Monday, July 13, 2020


I can't even count how many times I've seen all or pieces of the movie Shawshank Redemption. I can tell you that the first time I saw the film I hadn't as yet earned my first dollar selling ads to hookers - and was decades away from going to prison.

Regardless, I watched the entire movie start to finish for the first time in many years last night and was fascinated by the new perspective I had after serving a year in two NY county jails and one federal prison. The dual themes concerning institutionalization of inmates and prisoner suicide meant little to me the first time I viewed the production. But this time around, they fairly screamed at me. 

I met too many guys who'd spent 1/3rd to 1/2 of their lives behind bars at federal prison. And I listened to them say things like "I think I've been in for so long, I don't think I could handle being out." Or "I'm getting out in September. I'd better kick a cop in the shins so I can have a warm place to stay for winter."

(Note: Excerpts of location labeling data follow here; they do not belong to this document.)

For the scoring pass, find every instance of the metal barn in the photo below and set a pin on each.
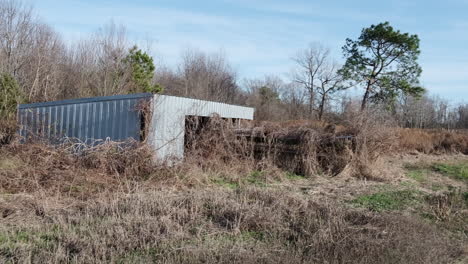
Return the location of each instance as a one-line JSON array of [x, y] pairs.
[[119, 118]]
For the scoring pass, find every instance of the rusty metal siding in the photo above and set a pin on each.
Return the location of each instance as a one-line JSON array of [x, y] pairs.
[[88, 119]]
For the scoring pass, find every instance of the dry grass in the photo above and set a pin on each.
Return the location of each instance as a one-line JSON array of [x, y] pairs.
[[433, 141], [112, 204], [216, 226]]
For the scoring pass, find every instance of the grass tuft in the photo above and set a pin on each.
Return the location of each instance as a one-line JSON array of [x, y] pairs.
[[388, 200], [457, 171]]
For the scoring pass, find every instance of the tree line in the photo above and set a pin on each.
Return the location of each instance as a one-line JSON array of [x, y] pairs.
[[37, 65]]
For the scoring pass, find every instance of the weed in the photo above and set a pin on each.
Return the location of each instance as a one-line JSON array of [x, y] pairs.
[[225, 183], [293, 176], [388, 200], [257, 178], [457, 171]]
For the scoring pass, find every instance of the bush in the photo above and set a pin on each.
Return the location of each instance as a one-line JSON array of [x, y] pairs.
[[10, 97]]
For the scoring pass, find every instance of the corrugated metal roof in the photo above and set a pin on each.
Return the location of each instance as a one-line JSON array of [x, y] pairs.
[[86, 119]]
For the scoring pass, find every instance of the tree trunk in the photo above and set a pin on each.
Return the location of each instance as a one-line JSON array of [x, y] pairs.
[[366, 96], [322, 105], [311, 105]]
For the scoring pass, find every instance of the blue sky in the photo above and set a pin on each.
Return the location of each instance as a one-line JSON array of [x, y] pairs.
[[260, 36]]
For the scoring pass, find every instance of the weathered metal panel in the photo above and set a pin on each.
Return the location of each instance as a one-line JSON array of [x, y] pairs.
[[168, 121], [87, 120]]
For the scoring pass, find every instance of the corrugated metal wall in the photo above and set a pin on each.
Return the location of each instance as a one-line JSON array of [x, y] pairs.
[[167, 128], [88, 119]]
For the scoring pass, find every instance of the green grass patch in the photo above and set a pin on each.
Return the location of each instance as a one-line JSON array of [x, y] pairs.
[[388, 200], [457, 171], [416, 172]]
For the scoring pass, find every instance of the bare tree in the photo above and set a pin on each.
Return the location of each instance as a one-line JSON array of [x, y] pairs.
[[330, 82], [309, 64], [264, 95], [201, 75]]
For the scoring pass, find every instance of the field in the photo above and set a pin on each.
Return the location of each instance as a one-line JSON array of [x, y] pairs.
[[113, 205]]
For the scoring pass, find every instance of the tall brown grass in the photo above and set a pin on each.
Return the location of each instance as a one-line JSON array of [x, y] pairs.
[[214, 226]]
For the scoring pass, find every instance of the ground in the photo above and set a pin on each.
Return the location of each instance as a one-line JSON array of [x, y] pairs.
[[414, 211]]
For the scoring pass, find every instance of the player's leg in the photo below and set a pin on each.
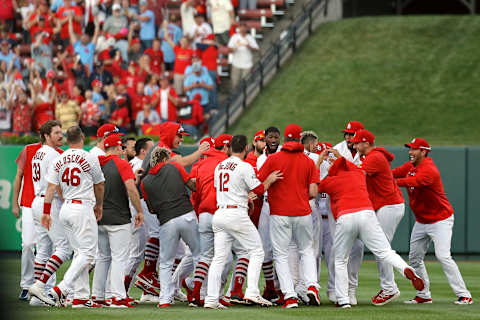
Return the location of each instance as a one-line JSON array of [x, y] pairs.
[[28, 252], [388, 217], [222, 248], [346, 233], [170, 235], [419, 243], [441, 235], [118, 236], [281, 235], [303, 235], [103, 262]]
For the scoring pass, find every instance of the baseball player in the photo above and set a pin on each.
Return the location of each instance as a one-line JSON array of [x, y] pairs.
[[387, 201], [24, 172], [323, 205], [290, 217], [355, 218], [52, 245], [114, 228], [271, 291], [165, 194], [346, 149], [234, 179], [80, 178], [433, 220]]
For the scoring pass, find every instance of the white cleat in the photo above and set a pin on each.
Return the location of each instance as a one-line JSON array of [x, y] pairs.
[[149, 298], [38, 290], [216, 306], [35, 302], [180, 296], [258, 299]]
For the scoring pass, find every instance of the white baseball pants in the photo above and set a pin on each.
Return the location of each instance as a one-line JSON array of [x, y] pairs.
[[230, 225], [389, 217], [184, 227], [440, 233], [365, 226], [112, 255], [299, 229], [81, 228], [28, 248]]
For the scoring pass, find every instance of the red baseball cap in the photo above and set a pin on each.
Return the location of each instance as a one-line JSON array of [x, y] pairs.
[[112, 140], [107, 130], [323, 146], [260, 135], [292, 131], [363, 135], [418, 143], [353, 126], [210, 140], [223, 139]]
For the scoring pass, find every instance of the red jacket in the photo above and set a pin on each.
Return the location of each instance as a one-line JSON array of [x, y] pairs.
[[347, 187], [381, 186], [289, 196], [205, 188], [425, 191]]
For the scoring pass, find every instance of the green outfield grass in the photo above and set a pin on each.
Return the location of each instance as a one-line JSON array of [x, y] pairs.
[[401, 76], [442, 308]]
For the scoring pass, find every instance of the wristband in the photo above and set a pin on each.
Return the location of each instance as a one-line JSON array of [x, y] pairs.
[[46, 208]]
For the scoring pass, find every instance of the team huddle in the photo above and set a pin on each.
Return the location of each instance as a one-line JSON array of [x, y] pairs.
[[255, 207]]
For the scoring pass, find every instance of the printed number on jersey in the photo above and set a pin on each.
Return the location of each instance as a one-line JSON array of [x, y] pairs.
[[224, 178], [36, 172], [70, 177]]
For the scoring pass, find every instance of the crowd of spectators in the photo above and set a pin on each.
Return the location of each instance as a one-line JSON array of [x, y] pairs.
[[129, 63]]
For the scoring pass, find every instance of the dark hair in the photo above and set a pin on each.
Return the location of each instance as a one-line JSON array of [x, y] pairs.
[[74, 135], [141, 144], [239, 142], [47, 127], [271, 129]]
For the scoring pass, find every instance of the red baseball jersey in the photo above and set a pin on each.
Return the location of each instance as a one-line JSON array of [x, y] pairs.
[[424, 185]]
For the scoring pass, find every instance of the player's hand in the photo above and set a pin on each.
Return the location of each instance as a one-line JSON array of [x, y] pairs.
[[98, 212], [16, 210], [204, 147], [138, 219], [46, 221]]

This is not a good thing. No country wants a system in which inmates grow comfortable behind bars. It's a sure sign that system is flawed.

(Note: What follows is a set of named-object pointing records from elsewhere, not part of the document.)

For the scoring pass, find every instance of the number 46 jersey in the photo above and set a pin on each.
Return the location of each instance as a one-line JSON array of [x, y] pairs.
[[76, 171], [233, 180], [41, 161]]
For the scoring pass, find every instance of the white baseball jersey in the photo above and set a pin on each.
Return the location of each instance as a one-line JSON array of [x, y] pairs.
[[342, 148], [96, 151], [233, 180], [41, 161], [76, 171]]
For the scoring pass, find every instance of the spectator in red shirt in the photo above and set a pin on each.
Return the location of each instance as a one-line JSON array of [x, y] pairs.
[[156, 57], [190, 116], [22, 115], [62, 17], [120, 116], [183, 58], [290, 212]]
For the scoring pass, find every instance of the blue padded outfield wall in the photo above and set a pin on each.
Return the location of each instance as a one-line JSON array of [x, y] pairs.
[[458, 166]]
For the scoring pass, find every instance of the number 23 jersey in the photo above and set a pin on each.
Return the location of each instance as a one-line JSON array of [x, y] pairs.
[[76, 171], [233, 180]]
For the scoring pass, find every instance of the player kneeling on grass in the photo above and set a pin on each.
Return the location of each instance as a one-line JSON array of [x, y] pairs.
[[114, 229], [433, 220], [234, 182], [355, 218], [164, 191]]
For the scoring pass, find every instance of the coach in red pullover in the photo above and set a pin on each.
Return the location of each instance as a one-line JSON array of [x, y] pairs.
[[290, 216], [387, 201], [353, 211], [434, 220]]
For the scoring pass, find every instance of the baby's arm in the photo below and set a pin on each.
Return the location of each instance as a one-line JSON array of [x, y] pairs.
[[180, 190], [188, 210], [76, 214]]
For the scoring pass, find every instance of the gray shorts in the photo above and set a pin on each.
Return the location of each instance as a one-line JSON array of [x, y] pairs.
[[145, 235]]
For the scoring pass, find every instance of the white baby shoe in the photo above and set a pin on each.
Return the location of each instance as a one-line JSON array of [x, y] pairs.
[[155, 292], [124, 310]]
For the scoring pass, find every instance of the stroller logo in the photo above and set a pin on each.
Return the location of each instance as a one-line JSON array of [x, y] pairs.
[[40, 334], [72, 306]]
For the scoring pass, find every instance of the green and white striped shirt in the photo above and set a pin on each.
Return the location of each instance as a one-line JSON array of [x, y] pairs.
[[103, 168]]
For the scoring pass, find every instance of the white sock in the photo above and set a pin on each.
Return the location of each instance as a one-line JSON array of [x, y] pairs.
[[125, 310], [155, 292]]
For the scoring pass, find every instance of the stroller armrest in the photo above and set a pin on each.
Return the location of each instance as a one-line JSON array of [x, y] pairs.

Then there's the reality of suicide in prison. Two of my closest friends at MCC attempted suicide. One succeeded. One somehow didn't - though he bled out three liters in his attempt. You really have to be at the end of your rope and rock bottom to take your own life. Prison will do that to a guy. At least American prisons will. 

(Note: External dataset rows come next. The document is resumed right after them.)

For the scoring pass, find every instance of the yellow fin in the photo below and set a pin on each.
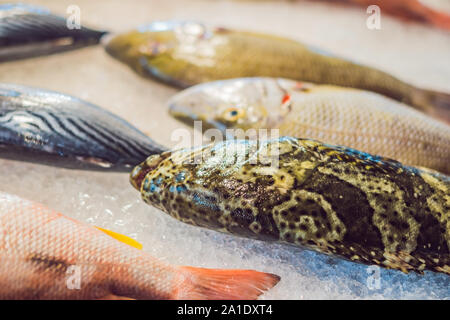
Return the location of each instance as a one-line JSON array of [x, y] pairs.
[[122, 238]]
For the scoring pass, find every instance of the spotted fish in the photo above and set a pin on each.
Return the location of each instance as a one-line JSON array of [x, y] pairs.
[[302, 192], [188, 53], [56, 129], [45, 255], [354, 118], [27, 31]]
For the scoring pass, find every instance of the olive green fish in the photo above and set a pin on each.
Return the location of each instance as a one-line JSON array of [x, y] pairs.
[[331, 199], [355, 118], [188, 53]]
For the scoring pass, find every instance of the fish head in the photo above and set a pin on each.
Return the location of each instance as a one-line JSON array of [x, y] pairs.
[[159, 49], [244, 103], [220, 186]]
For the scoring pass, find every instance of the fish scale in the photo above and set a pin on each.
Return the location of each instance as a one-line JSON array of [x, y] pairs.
[[185, 53], [334, 200], [354, 118], [41, 249], [56, 129]]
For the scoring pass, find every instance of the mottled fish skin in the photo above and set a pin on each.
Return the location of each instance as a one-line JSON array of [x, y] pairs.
[[27, 31], [331, 199], [46, 255], [358, 119], [187, 53], [56, 129]]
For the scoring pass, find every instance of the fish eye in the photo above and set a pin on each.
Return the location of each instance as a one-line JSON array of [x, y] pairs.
[[232, 114]]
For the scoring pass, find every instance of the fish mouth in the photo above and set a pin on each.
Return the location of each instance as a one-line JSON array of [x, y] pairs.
[[181, 114], [139, 172]]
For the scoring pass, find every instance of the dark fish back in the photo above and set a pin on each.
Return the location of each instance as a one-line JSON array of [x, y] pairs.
[[27, 31], [56, 129]]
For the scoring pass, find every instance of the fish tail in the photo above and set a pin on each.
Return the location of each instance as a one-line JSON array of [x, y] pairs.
[[216, 284]]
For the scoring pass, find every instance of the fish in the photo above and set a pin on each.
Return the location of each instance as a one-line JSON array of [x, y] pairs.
[[355, 118], [301, 192], [42, 252], [185, 53], [27, 31], [56, 129]]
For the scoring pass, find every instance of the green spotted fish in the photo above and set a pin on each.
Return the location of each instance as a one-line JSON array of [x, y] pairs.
[[349, 117], [188, 53], [331, 199]]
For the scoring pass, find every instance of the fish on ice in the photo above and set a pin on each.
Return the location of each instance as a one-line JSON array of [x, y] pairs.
[[331, 199], [355, 118], [28, 31], [185, 53], [42, 251], [55, 129]]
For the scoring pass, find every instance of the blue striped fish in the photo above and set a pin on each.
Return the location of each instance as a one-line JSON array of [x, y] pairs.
[[56, 129], [27, 31]]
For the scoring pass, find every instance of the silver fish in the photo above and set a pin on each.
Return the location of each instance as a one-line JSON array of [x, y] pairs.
[[56, 129], [28, 31]]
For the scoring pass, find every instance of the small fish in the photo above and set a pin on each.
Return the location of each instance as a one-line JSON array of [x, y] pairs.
[[187, 53], [56, 129], [42, 253], [331, 199], [355, 118], [28, 31]]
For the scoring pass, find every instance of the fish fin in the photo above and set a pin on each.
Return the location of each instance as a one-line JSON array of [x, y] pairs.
[[217, 284], [122, 238], [436, 104]]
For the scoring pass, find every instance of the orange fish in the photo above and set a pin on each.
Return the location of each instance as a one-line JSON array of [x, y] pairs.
[[46, 255], [408, 10]]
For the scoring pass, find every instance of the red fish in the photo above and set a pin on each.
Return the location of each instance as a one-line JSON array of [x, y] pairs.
[[46, 255]]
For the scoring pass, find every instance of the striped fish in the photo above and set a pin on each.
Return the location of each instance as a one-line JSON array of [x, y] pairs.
[[27, 31], [56, 129]]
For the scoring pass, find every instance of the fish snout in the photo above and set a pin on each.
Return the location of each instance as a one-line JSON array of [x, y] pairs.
[[139, 172]]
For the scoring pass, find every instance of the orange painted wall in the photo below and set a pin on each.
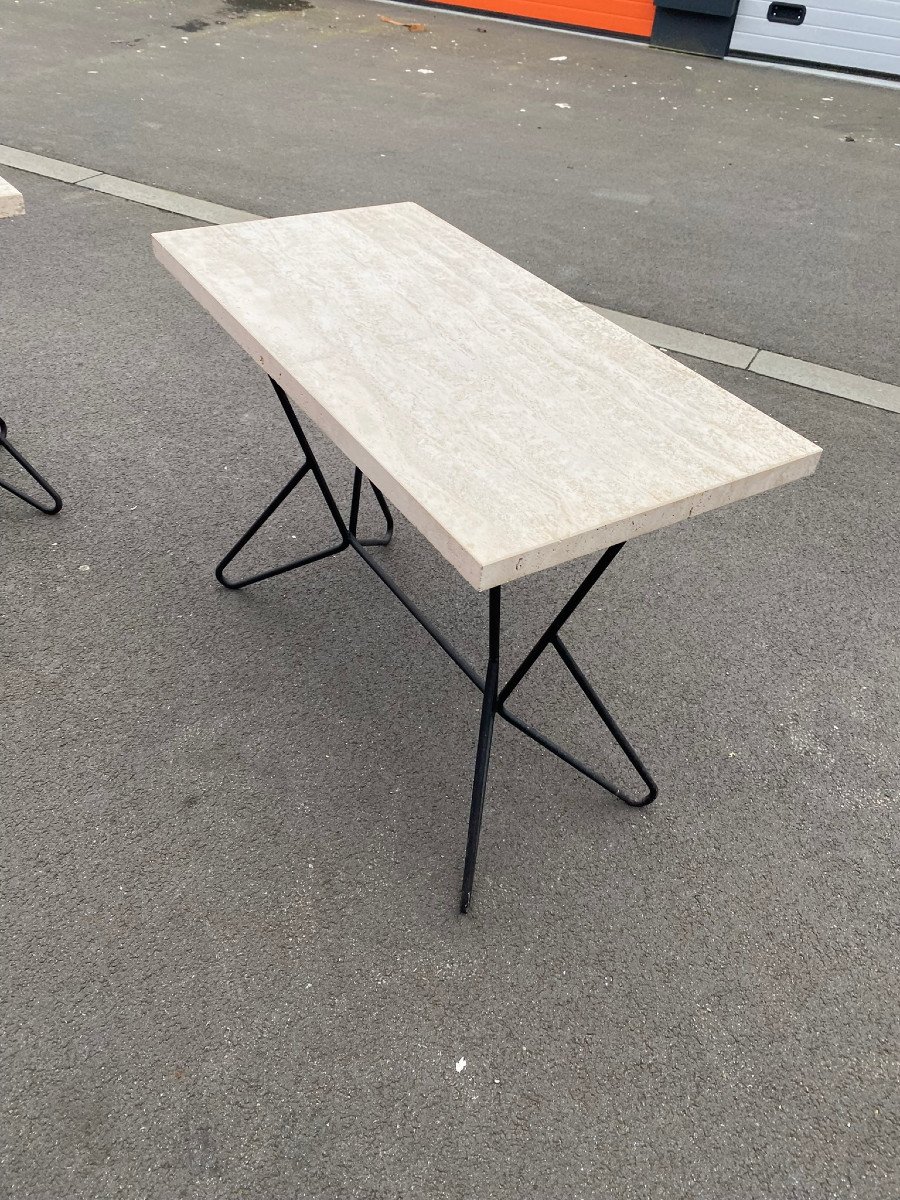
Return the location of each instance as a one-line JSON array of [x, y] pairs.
[[633, 17]]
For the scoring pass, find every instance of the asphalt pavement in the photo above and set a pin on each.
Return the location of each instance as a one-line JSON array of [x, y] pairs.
[[233, 823], [748, 203]]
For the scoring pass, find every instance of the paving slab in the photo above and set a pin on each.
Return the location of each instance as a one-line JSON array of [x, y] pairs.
[[233, 823], [753, 205]]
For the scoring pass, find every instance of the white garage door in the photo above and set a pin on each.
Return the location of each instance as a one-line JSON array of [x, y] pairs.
[[859, 34]]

And finally, viewing Shawshank reminded me "oh yeah! This was always Peter's favorite movie." Peter (name changed to protect the guilty) was a moron with two kids and a wife who couldn't keep it in his pants on the escort ad-selling stroll. He would actually get emotionally involved with his paramours.

Colleagues always said "if we get in trouble, it will be Peter who's to blame." Peter was fucking a Korean madam. One day, he called an Asian cab driver from Flushing asking if the cabby had any new girls for his girlfriend. That cabby was getting commissions for finding Korean girls straight off the plane at Kennedy places to work in New York. His phone was tapped by the FBI. And Peter caught a human trafficking charge for making that call on behalf of his girlfriend.

Despite a very serious charge, Peter got off with probation. How did that happen? Easy! He dimed me out (and some other people, too). Peter was a mockingbird. I guess Shawshank scared him to death. And he wasn't going to go to prison if he could possibly avoid it.

The feds aren't supposed to let the accused know who informed on them. But it was easy enough to find out. I won't bother with the details of how I made this discovery (you'll have to read my book). Suffice it to say that when you become experienced with prosecutors, cops, the State department and Homeland Security grinding you for information, you learn how to turn the tables and get information from them.

Ya know...sometimes the hunter gets captured by the game. 'Nuff said.